I’ve been fascinated to learn that there is a large cloud of unknown data currently clogging up the internet, leading system administrators and general dorks around the globe trying to find the source of it all. A good guess is some sort of “replicating worm” virus that takes up a lot of the world’s processing power and just makes it do a bunch of random shit. The difference with this particular cloud is that it is truly mammoth in scale.
The human equivalent to such an event is rampant obsessive-compulsive disorder, an affliction where patients fill their brains with useless minutiae and basically “think” themselves into a pathology. I know such disorders well, as my own youth was plagued by OCD to the point of semi-paralysis. I won’t go into the details here (putting them into text always make them look even worse) but suffice to say that things like walking to school take three times as long when you’ve got so many leaves, cracks, cars, squirrels, number of steps, swallows and making clicking noises with the back of your throat to worry about.

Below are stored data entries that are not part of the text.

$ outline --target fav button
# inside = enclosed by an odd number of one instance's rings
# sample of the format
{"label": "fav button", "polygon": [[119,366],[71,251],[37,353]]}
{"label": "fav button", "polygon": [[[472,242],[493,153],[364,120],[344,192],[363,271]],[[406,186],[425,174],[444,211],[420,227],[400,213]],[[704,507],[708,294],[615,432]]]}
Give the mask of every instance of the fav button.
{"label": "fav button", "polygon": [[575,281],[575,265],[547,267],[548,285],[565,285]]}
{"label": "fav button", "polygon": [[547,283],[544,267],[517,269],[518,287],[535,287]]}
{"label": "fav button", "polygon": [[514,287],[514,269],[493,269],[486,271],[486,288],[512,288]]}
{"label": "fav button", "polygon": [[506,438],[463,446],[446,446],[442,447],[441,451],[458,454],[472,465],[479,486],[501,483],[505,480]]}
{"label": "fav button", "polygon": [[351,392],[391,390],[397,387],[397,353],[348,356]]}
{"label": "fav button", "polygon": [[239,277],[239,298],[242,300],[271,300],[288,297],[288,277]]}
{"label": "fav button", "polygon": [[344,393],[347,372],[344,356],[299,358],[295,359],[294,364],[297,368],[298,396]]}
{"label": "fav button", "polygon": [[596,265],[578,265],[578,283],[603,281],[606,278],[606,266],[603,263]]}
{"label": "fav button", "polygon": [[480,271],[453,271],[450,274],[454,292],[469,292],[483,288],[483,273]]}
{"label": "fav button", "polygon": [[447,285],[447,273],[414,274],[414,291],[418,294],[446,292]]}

I definitely could have used what my nephew Lucas is taking, but they just didn’t have those options back in 1976. The way people take care of kids has got to be one of the most unheralded revolutions of modern society – everything is different now, even 20 years later. This was hammered home in Spellbound, a wonderful documentary about kids in the national Spelling Bee we saw today – these geeked-out students are surprisingly well-adjusted, and even the pushy parents know when enough’s enough.
Ah, but the fuzzy clouds of data wafting through the internet. It probably delayed you getting here by a half-second or so. It brings up another specter: the black, unknown cloud masses that lurk in the nether regions of the universe. One wonders how many more galaxies we’d see if it weren’t for these massive blockages, making me think that if there is a Creator, then It, too, occasionally thinks too much to finish the job.